I opted for 4 countersunk wood screws to attach it, but T-nuts would have been a bit nicer. I'll update my post to include these details, thanks!

--- End quote ---





Oh, I see the pic clearly now, somehow missed it before. Not sure exactly why, but countersinking screws seems to work really well with aluminium, so long as it is done neatly :)  It looks good, and in any case nobody will be up there checking it out.
Alejo I:
I get my plexi cut to size from the shop because I *hate* plastic chips, but I've read that a track saw provides excellent results with a decent blade or even a special one for acrylic.
Zebidee:

--- Quote from: Alejo I on October 31, 2023, 10:25:36 am ---I get my plexi cut to size from the shop because I *hate* plastic chips, but I've read that a track saw provides excellent results with a decent blade or even a special one for acrylic.

--- End quote ---

With the score-snap technique there is no need to use a saw to cut! It generates no plastic chips and virtually no loose particles/dust! Less microplastic! All you need are a sharp box-cutter/art knife and a couple of straight edges, like side of a workbench and a good piece of wood, maybe a couple of clamps to hold it all steady.

Lexiq's pics below. He is even cutting it inside the home/kitchen area, because it generates almost zero waste.




I use the same technique for cutting fibre-cement sheets to size, and even bathroom/kitchen ceramic tiles.

But yeah, the shop will usually cut it for free if you have the dimensions, so why not?
Lexiq:
Controls

With the control panel already cut, it was time to decide which controls I wanted, and how to arrange them. The main goals were:

* Support a variety of games.
* Relatively compact.
* Balanced / symmetrical.
* Not a FrankenpanelTM.Selecting Controls

I already had some idea of what I wanted at this point and had built the control panel and box just large enough that it should meet my requirements. Now I had to choose specific controls. Ultimarc is often recommended on these forums, so I started there.

Joysticks

After a lot of research, I settled on the Ultimarc UltraStik 360 Ball Top. These are analog sticks and are sometimes critisized for their lack of 'clickiness', but I haven't found it to be an issue. I also opted for the longer handles due to the thickness of my control panel, the stiffer spring, and the reduced travel restrictor because most people recommend them. The spring and restrictor make the resistance and throw much closer to a standard arcade stick and are definitely worth it.

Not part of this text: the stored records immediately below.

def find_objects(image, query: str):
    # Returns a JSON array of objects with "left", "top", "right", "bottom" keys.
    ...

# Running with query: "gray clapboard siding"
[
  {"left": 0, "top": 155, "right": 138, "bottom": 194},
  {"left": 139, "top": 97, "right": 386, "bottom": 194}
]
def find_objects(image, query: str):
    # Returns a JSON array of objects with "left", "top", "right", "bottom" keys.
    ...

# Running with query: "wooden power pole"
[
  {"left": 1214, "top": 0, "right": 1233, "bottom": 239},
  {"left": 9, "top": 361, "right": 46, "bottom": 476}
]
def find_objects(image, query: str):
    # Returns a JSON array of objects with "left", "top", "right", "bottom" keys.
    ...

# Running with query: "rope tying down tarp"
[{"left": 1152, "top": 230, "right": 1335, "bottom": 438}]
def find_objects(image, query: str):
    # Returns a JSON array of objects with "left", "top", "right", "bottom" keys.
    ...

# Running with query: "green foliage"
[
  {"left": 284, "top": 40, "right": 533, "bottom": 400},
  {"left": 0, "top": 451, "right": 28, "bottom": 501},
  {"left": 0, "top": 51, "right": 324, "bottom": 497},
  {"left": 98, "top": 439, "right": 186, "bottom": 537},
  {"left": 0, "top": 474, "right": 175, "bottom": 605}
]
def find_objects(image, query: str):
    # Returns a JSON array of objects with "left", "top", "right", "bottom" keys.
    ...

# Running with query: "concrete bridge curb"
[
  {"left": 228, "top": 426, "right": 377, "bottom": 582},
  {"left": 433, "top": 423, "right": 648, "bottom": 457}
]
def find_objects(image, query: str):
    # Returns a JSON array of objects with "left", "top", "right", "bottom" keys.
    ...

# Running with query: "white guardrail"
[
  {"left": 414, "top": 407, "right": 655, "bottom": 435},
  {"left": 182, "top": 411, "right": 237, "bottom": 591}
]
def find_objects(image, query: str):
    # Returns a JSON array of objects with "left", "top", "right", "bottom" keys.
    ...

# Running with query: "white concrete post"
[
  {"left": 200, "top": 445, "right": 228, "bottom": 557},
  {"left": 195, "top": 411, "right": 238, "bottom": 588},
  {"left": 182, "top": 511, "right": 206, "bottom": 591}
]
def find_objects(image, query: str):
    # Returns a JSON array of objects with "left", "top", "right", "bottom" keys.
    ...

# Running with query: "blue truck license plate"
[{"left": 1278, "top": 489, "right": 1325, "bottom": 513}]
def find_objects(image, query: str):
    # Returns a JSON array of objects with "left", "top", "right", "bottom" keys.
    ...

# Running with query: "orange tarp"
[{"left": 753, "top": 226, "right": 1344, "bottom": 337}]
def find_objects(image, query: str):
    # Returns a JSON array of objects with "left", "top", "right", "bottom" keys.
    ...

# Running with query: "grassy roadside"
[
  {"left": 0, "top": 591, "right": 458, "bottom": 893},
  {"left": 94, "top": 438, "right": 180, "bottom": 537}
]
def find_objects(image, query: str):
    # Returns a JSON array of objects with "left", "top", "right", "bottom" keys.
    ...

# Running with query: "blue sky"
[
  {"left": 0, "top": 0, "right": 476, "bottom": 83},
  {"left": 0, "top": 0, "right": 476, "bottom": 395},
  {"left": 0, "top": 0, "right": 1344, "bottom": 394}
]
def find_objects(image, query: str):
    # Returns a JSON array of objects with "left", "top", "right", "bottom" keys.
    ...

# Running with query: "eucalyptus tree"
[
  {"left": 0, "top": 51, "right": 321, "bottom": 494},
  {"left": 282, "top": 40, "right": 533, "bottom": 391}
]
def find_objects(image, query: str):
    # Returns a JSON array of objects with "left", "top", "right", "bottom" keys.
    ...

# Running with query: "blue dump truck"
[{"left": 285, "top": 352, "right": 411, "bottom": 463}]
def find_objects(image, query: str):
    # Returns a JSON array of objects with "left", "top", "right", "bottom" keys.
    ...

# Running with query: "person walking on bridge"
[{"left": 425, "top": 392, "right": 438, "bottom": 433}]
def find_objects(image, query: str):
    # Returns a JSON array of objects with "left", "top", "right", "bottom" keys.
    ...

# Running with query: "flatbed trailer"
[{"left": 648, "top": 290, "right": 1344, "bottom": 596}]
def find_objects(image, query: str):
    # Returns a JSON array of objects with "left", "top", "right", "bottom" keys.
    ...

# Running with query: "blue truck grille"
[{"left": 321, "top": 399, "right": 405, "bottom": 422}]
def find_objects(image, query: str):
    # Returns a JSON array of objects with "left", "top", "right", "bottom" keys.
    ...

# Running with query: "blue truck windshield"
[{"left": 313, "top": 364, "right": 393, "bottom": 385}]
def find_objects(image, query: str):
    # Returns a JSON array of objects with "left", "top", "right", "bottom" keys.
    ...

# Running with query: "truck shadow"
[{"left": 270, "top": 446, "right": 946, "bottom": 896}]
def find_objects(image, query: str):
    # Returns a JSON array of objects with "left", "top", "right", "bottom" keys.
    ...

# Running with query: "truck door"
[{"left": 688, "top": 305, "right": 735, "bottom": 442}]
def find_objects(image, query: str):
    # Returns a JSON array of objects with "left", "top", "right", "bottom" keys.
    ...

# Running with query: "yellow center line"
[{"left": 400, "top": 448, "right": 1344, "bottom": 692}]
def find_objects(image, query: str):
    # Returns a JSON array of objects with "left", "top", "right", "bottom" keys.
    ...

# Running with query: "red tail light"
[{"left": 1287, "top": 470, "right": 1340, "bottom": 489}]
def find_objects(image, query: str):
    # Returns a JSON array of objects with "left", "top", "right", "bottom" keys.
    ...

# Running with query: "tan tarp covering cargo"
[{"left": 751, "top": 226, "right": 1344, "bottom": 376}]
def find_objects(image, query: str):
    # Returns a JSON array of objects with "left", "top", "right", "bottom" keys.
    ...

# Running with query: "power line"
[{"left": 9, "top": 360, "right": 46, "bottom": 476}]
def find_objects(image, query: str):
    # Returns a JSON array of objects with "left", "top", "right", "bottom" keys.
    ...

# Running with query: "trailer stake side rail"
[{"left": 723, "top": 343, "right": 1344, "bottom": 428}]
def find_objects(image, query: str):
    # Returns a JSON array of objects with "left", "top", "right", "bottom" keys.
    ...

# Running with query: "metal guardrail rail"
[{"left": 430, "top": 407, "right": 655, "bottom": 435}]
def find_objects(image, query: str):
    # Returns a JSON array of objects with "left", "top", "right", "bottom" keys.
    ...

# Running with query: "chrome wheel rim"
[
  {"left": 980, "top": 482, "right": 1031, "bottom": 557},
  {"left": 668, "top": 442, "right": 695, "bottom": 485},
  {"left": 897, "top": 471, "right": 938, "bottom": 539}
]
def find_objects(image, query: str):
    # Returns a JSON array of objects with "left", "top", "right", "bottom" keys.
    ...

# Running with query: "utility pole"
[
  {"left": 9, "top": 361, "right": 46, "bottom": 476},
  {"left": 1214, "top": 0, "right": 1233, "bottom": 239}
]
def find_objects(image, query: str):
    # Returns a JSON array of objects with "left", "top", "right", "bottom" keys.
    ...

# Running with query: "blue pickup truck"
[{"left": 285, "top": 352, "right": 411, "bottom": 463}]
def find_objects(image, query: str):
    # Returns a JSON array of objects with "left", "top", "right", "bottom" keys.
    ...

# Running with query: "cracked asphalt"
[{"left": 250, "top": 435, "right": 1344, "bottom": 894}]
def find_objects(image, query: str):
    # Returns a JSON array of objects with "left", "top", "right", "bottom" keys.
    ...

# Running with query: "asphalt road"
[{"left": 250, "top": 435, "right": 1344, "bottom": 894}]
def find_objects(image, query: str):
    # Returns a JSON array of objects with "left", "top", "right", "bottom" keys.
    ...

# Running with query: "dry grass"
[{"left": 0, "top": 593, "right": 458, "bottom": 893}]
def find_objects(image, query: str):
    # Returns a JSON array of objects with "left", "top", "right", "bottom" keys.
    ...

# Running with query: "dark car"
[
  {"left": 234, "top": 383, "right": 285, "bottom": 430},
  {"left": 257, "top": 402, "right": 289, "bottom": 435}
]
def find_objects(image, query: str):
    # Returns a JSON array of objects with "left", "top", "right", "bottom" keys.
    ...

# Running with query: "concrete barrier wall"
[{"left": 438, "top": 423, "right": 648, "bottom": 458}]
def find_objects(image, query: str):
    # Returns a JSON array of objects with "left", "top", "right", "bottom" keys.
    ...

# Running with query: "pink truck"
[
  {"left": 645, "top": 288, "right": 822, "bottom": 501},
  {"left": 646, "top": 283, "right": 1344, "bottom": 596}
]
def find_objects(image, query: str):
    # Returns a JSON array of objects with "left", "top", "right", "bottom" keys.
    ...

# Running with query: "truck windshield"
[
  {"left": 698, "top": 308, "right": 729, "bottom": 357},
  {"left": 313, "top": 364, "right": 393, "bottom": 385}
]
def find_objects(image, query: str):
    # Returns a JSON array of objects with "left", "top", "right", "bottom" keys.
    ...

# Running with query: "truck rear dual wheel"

These sticks will function in analog mode if a game supports it, or map analog inputs to specific directions if the game is designed for a switch based stick. MAME will do this automatically and can be fine tuned if necessary. The supplied software also allows for custom mapped modes. They may not provide the most authentic experience possible in all cases, but they're incredibly versatile, very well build, and are a perfect fit for my cabinet.

Buttons

Sticking with Ultimarc, I decided to go with the GoldLeaf Pushbuttons. Being gold leaf, the lack the click that some people prefer, but they're very responsive and feel nice to press. Additionally, they're also available with RGB lighting.

With a goal of keeping the cabinet relatively understated, RGB lighting wasn't a priority, but it appeared to be the easiest way to have labelled system buttons, which is something I did want. Ultimarc have a pack of logo inserts available that sit under the transparent surface of the RGB buttons. I decided that this could look good if I lit the buttons in a way that was in-keeping with the rest of the theme.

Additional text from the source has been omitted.